This Thanksgiving – Look to the Stars

by on November 25, 2020 · 0 comments

in Ocean Beach

By Colleen O’Connor

Want a graceful prayer for this Thanksgiving? One that will help alleviate all the chaos, the fear, the divisions and the frustration gripping the country?  Or just change the topic?

Try quoting the great, Bette Davis’ best lines, in “Now Voyager.”

“Oh, don’t let’s ask for the moon. We’ve already got the stars.”

And do we have them.

Not just the zillions that twinkle the night skies; or the millions of frontline responders lighting up countless hearts in the midst of a pandemic; or the thousands of our neighbors behaving like grown ups, or the hundreds of of our family and friends that keep us optimistic, but also other standout candidates in a chaotic year.

Standouts like Stacey Abrams on whose shoulders the fate of the U.S. Senate and the nation now rests. She (and her wonderful crew) who, over the course of decades, worked to turn the former Confederate state of Georgia into a Biden win, and are now working to deliver two open U.S. Senate seats into the Democratic column.

That possibility could usher in the demise of Mitch McConnell and his Trumpian cohorts.

Or else what ?  Look to other stars. The celestial kind.  More entertaining, but equally powerful.

Literally, according to astrologers (not unlike the ancient Greek oracles) the planets Jupiter and Saturn presaged the current madness and are promising more of the same. Jupiter and Saturn, the “two biggest gas giants” in our solar system, are crashing into a “great conjunction.”

Make of that political metaphor what you will.

But, don’t laugh.  The “mystical services” aka astrological market, and their many apps, are estimated to be worth $40 billion; all to figure out the future. Back to Jupiter and Saturn for more clues.

Jupiter and Saturn are about to line up perfectly in the night sky, getting so close on December 21 that they’ll seem to touch. The last time they looked this close from Earth’s vantage point was nearly 800 years ago, on March 4, 1226.”

Then there are the coming eclipses; with dire mega/ MAGA implications.

“Two eclipses lie ahead, a lunar one in Gemini (corresponding heavily to Trump’s chart, Tabourn warns) on November 30 and a solar one on December 14, i.e., the day the Electoral College casts its vote.

“This might be what astrologers have been bracing themselves for when they say autumn is ‘2020 part two,’” Randon Rosenbohm (@good horoscope) surmised.

“Things just are really not working, things are totally abnormal, and people don’t know how to behave, either. People are misfiring their aggression and misbehaving and acting like babies.”

Things have been “very, very messy.”

The “stars” also suggest it is unreasonable to expect anything else from 2020’s last gasp this fall. Meaning, “some astrologers expect a shitstorm due to that harrowing conjunction in January between Pluto and Saturn.”  You know, the swearing-in of the next President.

That planetary duo, again, portends, “basically totalitarianism, violence, pestilence.”

“We’ve been looking forward to 2020 for a really long time,” Rosenbohm adds.

“In one of my first astrology classes — this was before Trump was even elected — I remember someone said, Yeah, 2020’s ‘gonna be like the last election ever.”

Still, be thankful.   We are not alone.
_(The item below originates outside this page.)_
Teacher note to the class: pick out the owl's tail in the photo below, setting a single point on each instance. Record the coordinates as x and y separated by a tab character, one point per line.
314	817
Help is out there.  Look, again, to the stars.

According to Nottingham astrophysicist Christopher Conselice, “There should be at least a few dozen active civilizations in our galaxy under the assumption that it takes 5 billion years for intelligent life to form on other planets, as on Earth.”
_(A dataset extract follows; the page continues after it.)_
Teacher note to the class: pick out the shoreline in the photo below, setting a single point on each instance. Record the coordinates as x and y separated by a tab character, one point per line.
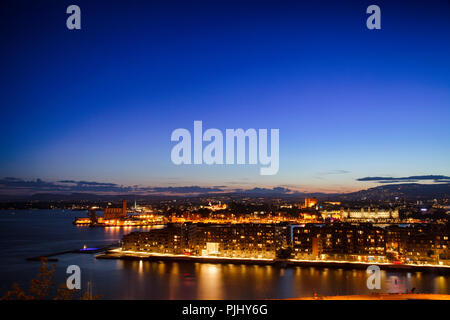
133	256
Assuming we pass for “intelligent life.”

“If other technological civilizations last as long as ours, which is 100 years old, then there would be as many as 36 intelligent technical civilizations throughout the galaxy.”

Lots to be thankful for. Don’t be greedy. It could be worse.

Peter Turchin, a scientist, (who teaches cultural evolution at the University of Connecticut), correctly predicted, in the journal, Nature, that the year 2020 would usher in a period widespread civil unrest.

He now worries that those tensions “may escalate all the way to a civil war.”

Better, this Thanksgiving, to remember Bette Davis’ lines and look to the stars.

“Oh, don’t let’s ask for the moon. We’ve already got the stars.”